Zhetapi is a modern C++ machine learning and numerical analysis library with an emphasis on intuitive usage.
Zhetapi provides a basic linear algebra interface using C++ 20 concepts. The
Field structure enforces a contraint on types to ensure they behave like
algebraic fields. As a result these structures support basic arithmetic along
with other useful methods.
For now, the following template classes are provided: Tensor, Matrix,
Vector.
The auto differentiation facilities in Zhetapi belong in the zhetapi::autograd
namespace. All operations that depend on autodiff use floats as the underlying
type; in particular Constant is a Tensor <float> and is the basis of all
numerical values in this module.
To provide a seamless, operator based interface into the autodiff facilities,
two notable classes are provided, Variable and Function. As one can expect,
Variables can store arbitrary Constant values, and Functions are
compositions of Variables under varying operations. For example:
Function f = x + y;
Function g = x * y;
// f and g are now functions of *two* variables
Constant a = f(1, 2);
Constant b = g(1, 2);
// Composition of functions is done likewise
Function h = f(x, g(x, y)); // NOTE: h is still a function of two variablesCurrently, only backward mode is enabled for autograd.

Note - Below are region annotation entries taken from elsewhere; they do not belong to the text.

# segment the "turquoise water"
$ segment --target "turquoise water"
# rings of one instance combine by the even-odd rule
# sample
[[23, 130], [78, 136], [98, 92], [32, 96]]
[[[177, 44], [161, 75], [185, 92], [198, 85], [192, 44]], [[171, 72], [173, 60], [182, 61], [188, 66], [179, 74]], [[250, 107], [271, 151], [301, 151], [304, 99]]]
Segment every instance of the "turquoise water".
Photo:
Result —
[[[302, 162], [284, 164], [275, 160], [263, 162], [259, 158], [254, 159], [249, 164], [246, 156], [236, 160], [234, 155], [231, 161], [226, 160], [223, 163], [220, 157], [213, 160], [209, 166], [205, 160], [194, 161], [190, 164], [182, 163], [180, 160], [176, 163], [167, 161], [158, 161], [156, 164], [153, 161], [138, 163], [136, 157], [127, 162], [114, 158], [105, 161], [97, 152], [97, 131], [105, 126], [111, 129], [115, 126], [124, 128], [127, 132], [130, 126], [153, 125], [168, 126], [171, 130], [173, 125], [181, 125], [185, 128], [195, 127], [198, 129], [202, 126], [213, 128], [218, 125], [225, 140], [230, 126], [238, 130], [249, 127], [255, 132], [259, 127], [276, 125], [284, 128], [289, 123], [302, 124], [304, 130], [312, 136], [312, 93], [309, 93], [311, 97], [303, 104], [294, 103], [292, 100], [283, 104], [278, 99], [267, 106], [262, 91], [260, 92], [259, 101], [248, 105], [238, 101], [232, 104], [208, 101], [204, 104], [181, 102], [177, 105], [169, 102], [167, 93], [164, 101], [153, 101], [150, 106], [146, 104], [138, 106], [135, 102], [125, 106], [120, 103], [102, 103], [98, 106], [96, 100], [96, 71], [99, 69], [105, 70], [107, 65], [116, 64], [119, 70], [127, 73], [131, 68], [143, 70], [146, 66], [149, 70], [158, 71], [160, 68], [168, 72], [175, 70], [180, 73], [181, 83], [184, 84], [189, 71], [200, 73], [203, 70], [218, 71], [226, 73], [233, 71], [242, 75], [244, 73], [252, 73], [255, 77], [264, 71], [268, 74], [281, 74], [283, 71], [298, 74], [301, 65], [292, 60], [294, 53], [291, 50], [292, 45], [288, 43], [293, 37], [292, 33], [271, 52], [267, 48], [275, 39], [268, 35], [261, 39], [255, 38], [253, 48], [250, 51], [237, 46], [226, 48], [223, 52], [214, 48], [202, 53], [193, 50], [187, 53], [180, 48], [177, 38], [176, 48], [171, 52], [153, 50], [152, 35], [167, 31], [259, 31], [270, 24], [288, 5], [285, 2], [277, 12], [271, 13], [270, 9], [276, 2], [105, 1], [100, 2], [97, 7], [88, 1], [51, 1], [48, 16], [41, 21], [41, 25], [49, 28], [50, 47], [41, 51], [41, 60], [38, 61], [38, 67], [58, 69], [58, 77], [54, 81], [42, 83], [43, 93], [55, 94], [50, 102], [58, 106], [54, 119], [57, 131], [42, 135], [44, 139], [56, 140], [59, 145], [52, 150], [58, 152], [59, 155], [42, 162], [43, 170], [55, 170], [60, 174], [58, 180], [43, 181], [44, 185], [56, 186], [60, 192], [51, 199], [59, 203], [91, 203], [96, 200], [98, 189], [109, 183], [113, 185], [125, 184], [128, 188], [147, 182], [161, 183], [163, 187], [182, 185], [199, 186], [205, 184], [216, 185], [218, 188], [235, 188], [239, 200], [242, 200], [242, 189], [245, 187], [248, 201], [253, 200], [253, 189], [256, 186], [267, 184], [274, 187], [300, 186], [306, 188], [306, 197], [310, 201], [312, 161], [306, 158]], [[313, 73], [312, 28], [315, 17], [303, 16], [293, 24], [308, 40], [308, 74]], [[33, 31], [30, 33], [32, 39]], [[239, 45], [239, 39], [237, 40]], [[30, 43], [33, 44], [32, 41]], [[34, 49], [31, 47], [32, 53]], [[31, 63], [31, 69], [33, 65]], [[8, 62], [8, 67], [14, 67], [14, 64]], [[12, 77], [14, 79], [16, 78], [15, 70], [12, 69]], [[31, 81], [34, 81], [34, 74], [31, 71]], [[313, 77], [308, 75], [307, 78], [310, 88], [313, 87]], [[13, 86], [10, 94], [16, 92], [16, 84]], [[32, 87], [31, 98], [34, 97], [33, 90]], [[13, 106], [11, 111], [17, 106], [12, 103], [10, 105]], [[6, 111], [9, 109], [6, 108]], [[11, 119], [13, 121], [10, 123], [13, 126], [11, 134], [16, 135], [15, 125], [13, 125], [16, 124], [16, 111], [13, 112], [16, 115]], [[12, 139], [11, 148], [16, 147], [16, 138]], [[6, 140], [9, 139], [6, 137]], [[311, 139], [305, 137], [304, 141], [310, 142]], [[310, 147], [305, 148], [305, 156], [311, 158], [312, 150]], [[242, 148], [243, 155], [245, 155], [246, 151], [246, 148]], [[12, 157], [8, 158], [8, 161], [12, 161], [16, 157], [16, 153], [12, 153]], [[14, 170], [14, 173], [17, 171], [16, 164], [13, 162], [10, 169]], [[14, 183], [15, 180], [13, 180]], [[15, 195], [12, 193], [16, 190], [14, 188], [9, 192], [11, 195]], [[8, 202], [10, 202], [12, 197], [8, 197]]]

Zhetapi is primarily a header-only library, but for now there are some examples
that one can play around with in the experimental directory.
This project is developed using C++ 20. Additional dependenies include PNG
(libpng-dev on Ubuntu systems), OpenMP (Optional) and CUDA (Optional).
Generate the build configuration using CMake as follows:
$ cd zhetapi
$ mkdir build && cd build
$ cmake -DZHETAPI_ENABLE_CUDA=<ON|OFF> # ON by default
And build the targets as one would usually do (e.g. make or ninja).